Vogels die praten, ik geniet ervan. Zelf had ik vroeger een parkietje, ‘Pino’. Die brabbelde van alles na. Wanneer ik thuis was, mocht Pino altijd los. Hij volgde me dan overal in het huis en streek op mijn schouder neer wanneer ik stond te koken. Nieuwsgierig was-ie ook. Alles wilde hij van dichtbij bekijken. Ook het sopje in een afwasteiltje, om er dan onder een luid gekwetter in te duiken. Als Pino niet in het teiltje lag, dan zat hij kwekkend op mijn schouder.
Ontbijten deden we altijd samen. Vooral in het weekend was dat een feest.
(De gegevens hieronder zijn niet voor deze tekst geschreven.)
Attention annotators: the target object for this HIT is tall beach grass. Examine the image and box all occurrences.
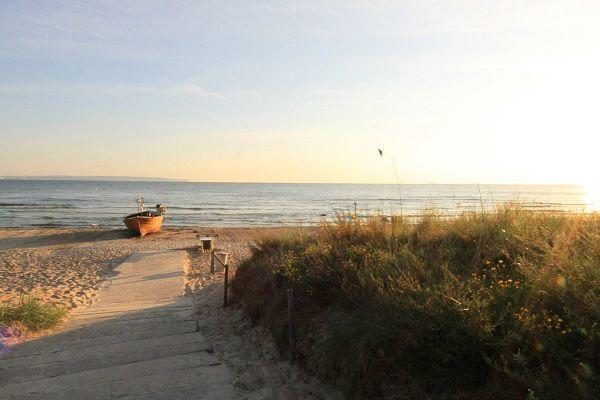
[231,205,599,399]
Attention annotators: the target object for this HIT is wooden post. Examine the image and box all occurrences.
[215,251,228,272]
[210,250,215,274]
[223,264,229,307]
[287,288,294,362]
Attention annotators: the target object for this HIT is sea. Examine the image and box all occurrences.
[0,180,594,228]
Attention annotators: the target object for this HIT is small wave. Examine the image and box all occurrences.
[168,206,231,211]
[29,223,65,227]
[0,202,76,209]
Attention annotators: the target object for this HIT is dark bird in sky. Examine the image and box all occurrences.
[378,148,384,156]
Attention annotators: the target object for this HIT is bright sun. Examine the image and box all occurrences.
[583,182,600,211]
[489,53,600,185]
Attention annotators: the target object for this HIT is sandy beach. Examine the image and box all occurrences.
[1,225,343,399]
[0,226,303,307]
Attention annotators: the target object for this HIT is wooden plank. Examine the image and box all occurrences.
[1,358,234,400]
[0,250,235,399]
[0,321,198,359]
[1,332,211,383]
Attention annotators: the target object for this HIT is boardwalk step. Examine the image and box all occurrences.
[0,250,235,400]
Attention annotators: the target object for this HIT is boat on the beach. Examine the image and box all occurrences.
[123,196,166,236]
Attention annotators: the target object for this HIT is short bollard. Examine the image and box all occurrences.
[200,237,214,253]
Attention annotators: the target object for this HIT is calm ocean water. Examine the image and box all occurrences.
[0,180,593,228]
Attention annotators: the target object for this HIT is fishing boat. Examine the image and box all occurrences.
[123,196,166,236]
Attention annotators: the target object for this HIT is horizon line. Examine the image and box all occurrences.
[0,175,584,186]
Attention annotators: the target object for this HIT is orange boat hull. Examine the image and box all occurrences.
[123,214,163,236]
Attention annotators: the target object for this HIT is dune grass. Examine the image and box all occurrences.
[231,205,600,399]
[0,296,67,333]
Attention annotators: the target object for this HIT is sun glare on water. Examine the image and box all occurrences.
[583,182,600,212]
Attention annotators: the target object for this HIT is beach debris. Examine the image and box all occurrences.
[0,325,23,356]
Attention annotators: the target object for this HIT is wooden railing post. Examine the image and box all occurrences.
[210,250,215,274]
[212,251,230,307]
[223,264,229,307]
[287,288,294,362]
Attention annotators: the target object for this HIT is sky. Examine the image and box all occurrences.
[1,0,600,184]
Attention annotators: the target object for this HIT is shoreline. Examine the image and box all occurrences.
[0,225,309,231]
[0,203,592,233]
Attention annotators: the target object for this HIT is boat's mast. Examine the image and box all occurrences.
[137,195,145,212]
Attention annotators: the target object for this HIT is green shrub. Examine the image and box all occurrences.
[231,205,600,399]
[0,296,67,333]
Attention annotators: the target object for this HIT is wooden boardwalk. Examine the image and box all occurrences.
[0,250,236,400]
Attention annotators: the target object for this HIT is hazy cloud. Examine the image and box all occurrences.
[0,83,228,100]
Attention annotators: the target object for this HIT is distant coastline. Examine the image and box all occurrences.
[0,177,582,186]
[0,175,187,182]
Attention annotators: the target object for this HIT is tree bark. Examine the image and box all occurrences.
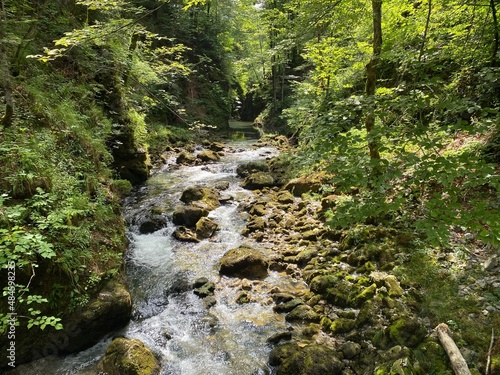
[435,323,472,375]
[491,0,499,66]
[364,0,382,162]
[0,0,13,127]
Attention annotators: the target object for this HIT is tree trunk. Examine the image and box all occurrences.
[435,323,472,375]
[491,0,499,66]
[0,0,13,127]
[418,0,432,62]
[364,0,382,162]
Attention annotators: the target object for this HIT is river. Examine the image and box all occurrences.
[11,132,305,375]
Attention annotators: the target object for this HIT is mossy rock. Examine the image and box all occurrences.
[284,174,324,197]
[172,204,210,227]
[328,318,357,334]
[490,338,500,375]
[339,225,395,251]
[195,217,219,238]
[242,172,276,190]
[197,150,220,162]
[219,246,269,279]
[236,161,269,177]
[269,343,344,375]
[176,151,196,165]
[285,305,321,323]
[180,186,220,210]
[97,337,160,375]
[349,283,377,307]
[389,318,428,348]
[309,272,347,294]
[173,226,200,242]
[414,338,452,374]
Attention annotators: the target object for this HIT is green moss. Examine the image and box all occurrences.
[329,318,357,334]
[389,318,427,348]
[349,283,377,307]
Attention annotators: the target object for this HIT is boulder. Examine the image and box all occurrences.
[139,217,167,234]
[173,226,199,242]
[180,186,220,210]
[242,172,275,190]
[197,150,220,162]
[63,281,132,352]
[219,246,269,279]
[176,151,196,165]
[97,337,160,375]
[236,161,269,178]
[195,217,219,239]
[284,174,325,196]
[172,204,210,227]
[209,142,226,152]
[285,305,321,323]
[269,343,344,375]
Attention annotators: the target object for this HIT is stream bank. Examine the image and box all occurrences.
[7,125,500,375]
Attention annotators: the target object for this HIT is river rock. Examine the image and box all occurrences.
[242,172,275,190]
[284,175,324,196]
[173,226,199,242]
[273,298,304,313]
[176,151,196,165]
[209,142,226,152]
[269,343,344,375]
[193,281,216,298]
[195,217,219,239]
[236,161,270,177]
[197,150,220,162]
[64,280,132,352]
[139,217,167,234]
[266,331,293,344]
[97,337,160,375]
[219,246,269,279]
[180,186,220,209]
[285,305,321,323]
[172,204,210,227]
Dan nam ik er ruim de tijd voor en ik ontbeet met een heerlijk zacht gekookt eitje op brood. Lekkere sterke kop koffie ernaast en klaar. Als een ongenode gast landde Pino eerst op de rand van mijn kopje. Dan boog hij naar voren als een kleine jaknikker en proefde van de koffie. Die was heet en bitter en hij schudde het spul afkeurend snel van zijn snavel, om die vervolgens vreemd genoeg, opnieuw in de koffie te dopen. Daarna kreeg hij het eitje in het kraaloog. Dat was beter spul, je zag het aan de half dichtgeknepen kraaloogjes, als hij zat te eten. Natuurlijk wilde ik niet dat hij in mijn eten zat en wuifde hem dan weg.
Soms liet-ie zich meteen wegjagen, andere keren niet. Dan bleef hij koffie roeren en eitje pikken.
Als het me te gortig werd, dan sloot ik hem op in zijn kooi, tenminste, als ik hem te pakken kreeg. Moord en brand gillend vloog hij dan door het huis om vervolgens ver buiten mijn bereik ergens op te gaan zitten. Intussen stond zijn kwebbel niet stil: “Kom, kom”, “kom dan” riep hij stoer.
Bij het avondeten mocht de kwebbelaar niet los vliegen. Tot die conclusie was ik gekomen toen Pino op een keer vol in een bord met kip en kerrie landde, weer opsteeg en daarna met zijn kerriepoten op de witte stoffen bank neerstreek.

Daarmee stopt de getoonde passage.